Strictly speaking, the biological approach was in use as long ago as the 1930s, when surgeons began using undamaged bone from another part of the body as replacements. Orthopedic surgeons still use this method; they harvest bone—usually from the patient’s pelvis—and graft it onto the fracture site.
The technique has, however, several major disadvantages: It requires at least two open surgical procedures and is therefore hard on the patient. In addition, healing is slow and the results are not always good.
“Modern orthopedics is trying to develop a technology that grafts not bones but cells,” says Dr. Liebergall. “Cells are the cornerstones of any healing process. If we bring to fracture sites large numbers of infant cells that will grow into bone cells, or osteoblasts, they’ll build new bone tissue where it’s needed, shorten the healing process and spare patients the two trips to the operating room required for harvesting and grafting of bone.”
New cells are born and nurtured in bone marrow. Researchers at Hadassah and a number of other medical centers worldwide are injecting healthy bone marrow into fracture sites to help hard-to-heal breaks mend.
“We’ve injected fracture sites with bone marrow in hundreds of patients during the past five to six years, with good results,” says Dr.

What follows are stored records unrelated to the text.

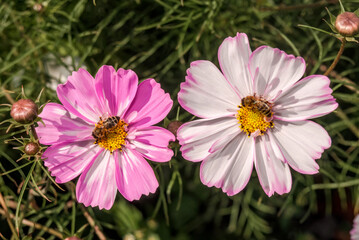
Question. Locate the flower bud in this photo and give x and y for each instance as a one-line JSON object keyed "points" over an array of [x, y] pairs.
{"points": [[347, 24], [173, 127], [24, 111], [31, 148], [37, 7], [73, 238]]}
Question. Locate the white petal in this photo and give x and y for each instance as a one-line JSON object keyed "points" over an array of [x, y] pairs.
{"points": [[231, 168], [274, 71], [197, 137], [274, 174], [310, 97], [233, 56], [301, 143], [134, 176], [206, 93], [97, 184]]}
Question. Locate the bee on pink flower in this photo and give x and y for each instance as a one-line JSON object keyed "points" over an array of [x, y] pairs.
{"points": [[103, 133]]}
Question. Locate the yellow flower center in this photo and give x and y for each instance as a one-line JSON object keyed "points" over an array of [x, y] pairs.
{"points": [[110, 133], [255, 116]]}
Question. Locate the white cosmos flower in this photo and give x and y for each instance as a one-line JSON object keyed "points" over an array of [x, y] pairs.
{"points": [[254, 112]]}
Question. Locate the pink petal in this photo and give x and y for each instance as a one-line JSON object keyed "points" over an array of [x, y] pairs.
{"points": [[354, 233], [206, 93], [301, 143], [78, 95], [274, 71], [97, 184], [274, 174], [233, 56], [230, 168], [66, 161], [310, 97], [61, 126], [116, 88], [150, 105], [197, 137], [152, 142], [134, 176]]}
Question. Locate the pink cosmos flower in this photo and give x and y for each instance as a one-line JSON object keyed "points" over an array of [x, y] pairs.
{"points": [[103, 131], [254, 112], [354, 233]]}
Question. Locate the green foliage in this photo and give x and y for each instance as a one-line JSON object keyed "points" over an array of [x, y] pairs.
{"points": [[159, 39]]}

Liebergall. “This has led us to favor an aggressive approach to all fractures with a reputation for delayed healing or for nonunion. We administer bone marrow injection as early as possible to prevent complications and delay.”
Although results have been encouraging, the technique can be further improved. “Not every part of the marrow is needed for healing,” he explains. “More than that: It remains a hard treatment for the patient because whole bone marrow must be extracted from the pelvis.”
The hadassah team has thus turned its focus to stem cells, the building blocks for all human tissue that are produced in the bone marrow.
“The importance of stem cells is well known,” says Dr. Liebergall. “What we sought to do was find a way to isolate from the patient’s bone marrow those stem cells that will grow into bone cells.”
The technology targets a type of stem cell (mesenchymal stem cells or MSC) that is found in human bone marrow in small quantities. MSC are primordial cells, able to reproduce and specialize into cells that regenerate tissues of the musculoskeletal system.
This made-in-Hadassah technology, as yet practiced nowhere else, is now beginning clinical trials. “Twenty-four young adults, most of them road accident victims with fractures that are at high risk for healing poorly”—either because of the break’s location, infection or devascularization of the bone—“will volunteer for the study,” says Dr. Liebergall. “All will have their fractures set, as usual, in our operating rooms.
“But after that,” he continues, “we will divide them into two groups. One will be sent home to heal, serving as a control group. In the other, we will harvest bone marrow, which will be taken to our lab where scientists will use our new technique to isolate the MSC and spike them with material that stimulates bone formation. Then we’ll inject this bone-healing package into the fracture sites, guided by X-ray fluoroscopy.”
Dr. Liebergall and his team believe that this trial will demonstrate the validity of the new technique. “We expect to show that injecting MSC into the fracture site is an answer for fractures that heal imperfectly and for those that heal slowly,” he says.
If their expectations are borne out, the Hadassah team sees MSC injections becoming routine.
“Bone repair is an ideal candidate for stem cell therapy because it enhances a natural repair process,” says Dr. Liebergall. “Harnessing the healing potential of stem cells will benefit patients of all ages, whether their need is joint replacement, spinal fusion or repair of the ravages of war and terror. With this new technique, we expect morbidity for patients to be minimal and gain in healing maximal.”